Citizens Commission on Human Rights Investigating Use of ECT on Children

Citizens Commission on Human Rights Investigating Use of ECT on Children May 17, 2017

Taken from a press release by Citizens Commission on Human Rights Florida.

 

The only state in the country to issue an annual ECT report is Texas where in 2014 six deaths were reported following the use of electroshock.  CCHR has now filed Freedom of Information Act (FOIA) requests to the remaining U.S. states for the purpose of obtaining statistics on how many children and others are receiving ECT.

These FOIA requests revealed that in one state alone, Utah, electroshock was administered 50 times to children and adolescents up to the age of 17 in recent years—including 15 times to those five years old or younger and that Tricare military insurance reported seven children aged 0 to 17 were given ECT in 2016.

“We have found that visitors to our headquarters in downtown Clearwater are under the assumption that ECT is no longer used or even banned,” said Diane Stein, President CCHR Florida. “This mistaken belief is why our chapter decided to join CCHR International’s petition to ban the ECT device.”

In actuality only four U.S. states—Colorado, California, Tennessee and Texas—have banned the use of ECT in children and adolescents despite the fact that the World Health Organization’s Resource Book on Mental Health, Human Rights and Legislation, recommended in 2005: “There are no indications for the use of ECT on minors, and hence this should be prohibited through legislation.”

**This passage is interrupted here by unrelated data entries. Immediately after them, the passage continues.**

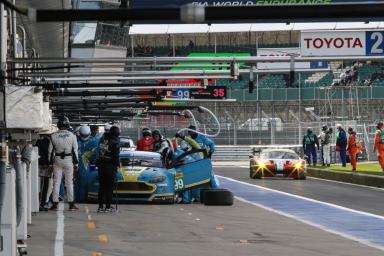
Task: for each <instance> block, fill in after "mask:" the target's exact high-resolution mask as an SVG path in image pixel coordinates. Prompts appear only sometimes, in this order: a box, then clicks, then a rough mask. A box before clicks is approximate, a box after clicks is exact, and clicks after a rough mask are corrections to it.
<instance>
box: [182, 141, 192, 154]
mask: <svg viewBox="0 0 384 256" xmlns="http://www.w3.org/2000/svg"><path fill="white" fill-rule="evenodd" d="M180 148H181V149H182V150H183V151H185V152H188V151H191V150H192V146H191V145H190V144H189V143H188V142H186V141H185V140H182V141H181V142H180Z"/></svg>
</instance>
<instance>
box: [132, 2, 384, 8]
mask: <svg viewBox="0 0 384 256" xmlns="http://www.w3.org/2000/svg"><path fill="white" fill-rule="evenodd" d="M365 2H366V3H367V4H372V3H375V2H377V3H379V2H383V1H382V0H376V1H375V0H370V1H368V0H367V1H364V0H363V1H361V0H130V1H129V6H130V7H136V8H151V7H164V8H165V7H168V8H170V7H179V6H181V5H185V4H194V5H202V6H260V5H313V4H326V5H328V4H348V3H365Z"/></svg>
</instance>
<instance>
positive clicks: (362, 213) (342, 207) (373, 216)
mask: <svg viewBox="0 0 384 256" xmlns="http://www.w3.org/2000/svg"><path fill="white" fill-rule="evenodd" d="M217 176H218V177H219V178H223V179H227V180H230V181H234V182H237V183H241V184H244V185H248V186H252V187H256V188H259V189H263V190H266V191H272V192H275V193H279V194H282V195H286V196H290V197H294V198H298V199H303V200H306V201H309V202H314V203H319V204H323V205H328V206H331V207H335V208H337V209H341V210H345V211H349V212H353V213H358V214H362V215H366V216H370V217H375V218H379V219H383V220H384V216H381V215H377V214H373V213H369V212H363V211H358V210H354V209H351V208H347V207H344V206H341V205H338V204H333V203H327V202H324V201H319V200H316V199H312V198H309V197H304V196H299V195H295V194H291V193H287V192H284V191H280V190H276V189H272V188H267V187H263V186H260V185H255V184H252V183H248V182H244V181H240V180H236V179H233V178H229V177H225V176H221V175H217Z"/></svg>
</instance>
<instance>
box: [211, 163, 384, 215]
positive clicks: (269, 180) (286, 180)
mask: <svg viewBox="0 0 384 256" xmlns="http://www.w3.org/2000/svg"><path fill="white" fill-rule="evenodd" d="M214 171H215V174H217V175H221V176H225V177H229V178H233V179H235V180H239V181H243V182H247V183H250V184H255V185H258V186H262V187H266V188H270V189H275V190H279V191H283V192H286V193H291V194H295V195H299V196H304V197H308V198H311V199H315V200H319V201H323V202H328V203H332V204H336V205H340V206H343V207H347V208H351V209H354V210H358V211H364V212H368V213H372V214H378V215H381V216H384V204H383V203H382V202H383V197H384V190H383V189H378V188H370V187H362V186H356V185H353V184H347V183H337V182H330V181H326V180H320V179H311V178H308V179H307V180H287V179H278V178H272V179H262V180H257V179H250V178H249V168H248V167H245V166H237V167H236V166H231V167H228V166H227V167H225V166H220V167H215V168H214Z"/></svg>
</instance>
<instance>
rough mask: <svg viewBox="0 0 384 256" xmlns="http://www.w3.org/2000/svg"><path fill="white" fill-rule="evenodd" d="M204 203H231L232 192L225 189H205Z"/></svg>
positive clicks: (210, 203)
mask: <svg viewBox="0 0 384 256" xmlns="http://www.w3.org/2000/svg"><path fill="white" fill-rule="evenodd" d="M204 204H205V205H233V193H232V192H231V191H229V190H227V189H207V190H205V192H204Z"/></svg>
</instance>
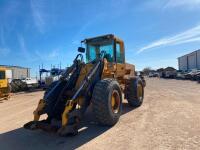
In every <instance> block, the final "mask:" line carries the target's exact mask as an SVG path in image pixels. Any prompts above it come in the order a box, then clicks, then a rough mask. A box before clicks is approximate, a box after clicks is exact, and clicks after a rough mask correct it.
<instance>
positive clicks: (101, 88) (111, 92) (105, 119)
mask: <svg viewBox="0 0 200 150" xmlns="http://www.w3.org/2000/svg"><path fill="white" fill-rule="evenodd" d="M113 93H114V94H115V95H116V97H117V99H118V102H119V103H118V104H117V105H116V110H117V111H115V109H114V106H112V104H111V101H112V96H113ZM92 105H93V112H94V115H95V117H96V119H97V121H98V122H99V124H101V125H106V126H113V125H115V124H116V123H117V122H118V120H119V117H120V115H121V111H122V92H121V89H120V86H119V84H118V82H117V81H116V80H114V79H103V80H100V81H99V82H97V84H96V85H95V87H94V91H93V94H92Z"/></svg>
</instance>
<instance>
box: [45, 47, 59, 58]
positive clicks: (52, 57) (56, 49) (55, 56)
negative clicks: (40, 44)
mask: <svg viewBox="0 0 200 150" xmlns="http://www.w3.org/2000/svg"><path fill="white" fill-rule="evenodd" d="M58 56H59V49H54V50H52V51H51V52H50V53H49V55H48V58H50V59H51V58H56V57H58Z"/></svg>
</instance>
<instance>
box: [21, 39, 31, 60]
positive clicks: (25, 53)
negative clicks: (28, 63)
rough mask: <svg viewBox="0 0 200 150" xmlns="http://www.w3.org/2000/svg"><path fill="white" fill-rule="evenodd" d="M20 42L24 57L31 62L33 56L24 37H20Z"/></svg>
mask: <svg viewBox="0 0 200 150" xmlns="http://www.w3.org/2000/svg"><path fill="white" fill-rule="evenodd" d="M18 41H19V46H20V50H21V52H22V55H23V57H24V58H25V59H27V60H30V59H31V56H30V54H29V52H28V50H27V48H26V44H25V40H24V37H23V36H22V35H18Z"/></svg>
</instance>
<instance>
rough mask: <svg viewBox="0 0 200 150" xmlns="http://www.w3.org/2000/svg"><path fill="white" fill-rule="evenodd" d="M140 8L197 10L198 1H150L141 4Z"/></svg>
mask: <svg viewBox="0 0 200 150" xmlns="http://www.w3.org/2000/svg"><path fill="white" fill-rule="evenodd" d="M142 8H145V9H153V10H155V9H156V10H169V9H175V8H176V9H183V10H184V11H185V10H187V11H188V10H189V11H191V10H199V8H200V0H151V1H146V2H144V3H143V5H142Z"/></svg>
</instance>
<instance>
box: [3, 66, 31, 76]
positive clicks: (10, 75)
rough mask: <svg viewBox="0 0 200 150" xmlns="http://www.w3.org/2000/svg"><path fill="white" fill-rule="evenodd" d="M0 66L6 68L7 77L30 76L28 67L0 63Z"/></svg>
mask: <svg viewBox="0 0 200 150" xmlns="http://www.w3.org/2000/svg"><path fill="white" fill-rule="evenodd" d="M0 67H4V68H7V71H6V77H7V78H8V79H23V78H30V68H25V67H20V66H9V65H0Z"/></svg>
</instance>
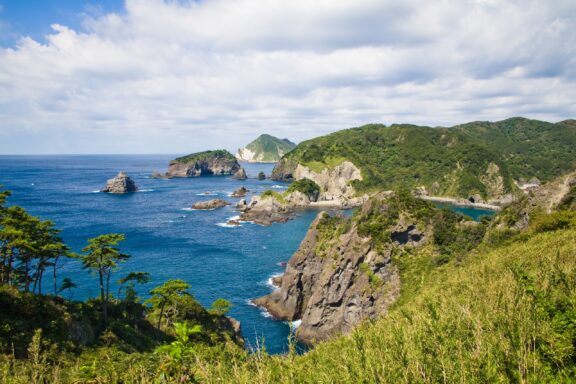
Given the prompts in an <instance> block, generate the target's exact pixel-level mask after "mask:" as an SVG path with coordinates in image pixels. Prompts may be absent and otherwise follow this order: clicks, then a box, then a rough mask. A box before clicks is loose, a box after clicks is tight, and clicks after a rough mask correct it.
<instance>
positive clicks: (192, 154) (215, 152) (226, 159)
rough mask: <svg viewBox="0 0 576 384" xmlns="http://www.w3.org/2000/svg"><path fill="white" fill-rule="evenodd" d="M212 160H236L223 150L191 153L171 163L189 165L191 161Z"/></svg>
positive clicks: (175, 159)
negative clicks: (184, 163)
mask: <svg viewBox="0 0 576 384" xmlns="http://www.w3.org/2000/svg"><path fill="white" fill-rule="evenodd" d="M213 158H218V159H224V160H229V161H236V158H235V157H234V156H233V155H232V154H231V153H230V152H228V151H226V150H224V149H217V150H214V151H204V152H197V153H191V154H190V155H186V156H182V157H178V158H176V159H174V160H172V161H173V162H177V163H190V162H193V161H206V160H210V159H213Z"/></svg>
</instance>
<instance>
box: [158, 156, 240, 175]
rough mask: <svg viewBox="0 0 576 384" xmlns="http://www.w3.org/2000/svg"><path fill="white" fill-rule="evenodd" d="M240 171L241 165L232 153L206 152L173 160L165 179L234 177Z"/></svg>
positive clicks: (168, 166)
mask: <svg viewBox="0 0 576 384" xmlns="http://www.w3.org/2000/svg"><path fill="white" fill-rule="evenodd" d="M240 169H241V167H240V164H238V161H236V158H235V157H234V156H232V154H231V153H230V152H228V151H225V150H216V151H205V152H198V153H193V154H190V155H188V156H183V157H179V158H177V159H174V160H172V161H171V162H170V165H169V166H168V172H166V174H165V175H164V177H167V178H172V177H197V176H206V175H234V174H235V173H236V172H238V171H239V170H240Z"/></svg>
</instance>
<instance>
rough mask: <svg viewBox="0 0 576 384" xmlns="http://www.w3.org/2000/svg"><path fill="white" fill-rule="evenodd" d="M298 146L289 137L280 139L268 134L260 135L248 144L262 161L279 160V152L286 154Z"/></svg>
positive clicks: (280, 153)
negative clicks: (286, 138) (290, 140)
mask: <svg viewBox="0 0 576 384" xmlns="http://www.w3.org/2000/svg"><path fill="white" fill-rule="evenodd" d="M294 147H296V144H294V143H292V142H291V141H290V140H288V139H282V140H281V139H278V138H276V137H274V136H270V135H267V134H263V135H260V136H259V137H258V138H257V139H256V140H254V141H252V142H251V143H250V144H248V145H247V146H246V148H247V149H249V150H250V151H252V152H254V153H255V154H256V156H257V157H258V158H259V159H260V161H269V162H273V161H278V160H279V159H280V156H279V154H286V153H288V152H290V151H291V150H292V149H294Z"/></svg>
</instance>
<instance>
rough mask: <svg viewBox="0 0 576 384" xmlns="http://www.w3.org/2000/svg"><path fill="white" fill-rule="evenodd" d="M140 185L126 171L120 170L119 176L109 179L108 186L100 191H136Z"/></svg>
mask: <svg viewBox="0 0 576 384" xmlns="http://www.w3.org/2000/svg"><path fill="white" fill-rule="evenodd" d="M137 190H138V187H137V186H136V183H135V182H134V180H132V179H131V178H129V177H128V175H127V174H126V173H124V172H119V173H118V176H116V177H114V178H112V179H110V180H108V181H107V182H106V186H105V187H104V188H103V189H102V190H100V192H106V193H129V192H136V191H137Z"/></svg>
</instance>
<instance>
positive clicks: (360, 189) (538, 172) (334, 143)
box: [273, 118, 576, 197]
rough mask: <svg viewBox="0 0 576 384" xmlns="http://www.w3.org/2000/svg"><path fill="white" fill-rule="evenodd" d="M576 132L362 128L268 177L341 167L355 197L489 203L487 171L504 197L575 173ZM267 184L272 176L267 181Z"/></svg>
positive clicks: (307, 142) (565, 121) (504, 123)
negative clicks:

The Florida chapter of Citizens Commission on Human Rights (CCHR), a non-profit mental health watchdog co-founded by the Church of Scientology in 1969, joined CCHR International in formally requested that Dr. Stephen Ostroff, M.D., Acting Commissioner of the Food and Drug Administration (FDA),  ban the electroshock device. According to the FDA, ECT may cause: prolonged or delayed onset seizures, cardiovascular complications (including heart attacks), breathing complications, confusion, permanent memory loss, brain damage and death. CCHR noted in its request that despite the dangers an estimated 100,000 Americans receive electroshock annually including children, the elderly and pregnant women.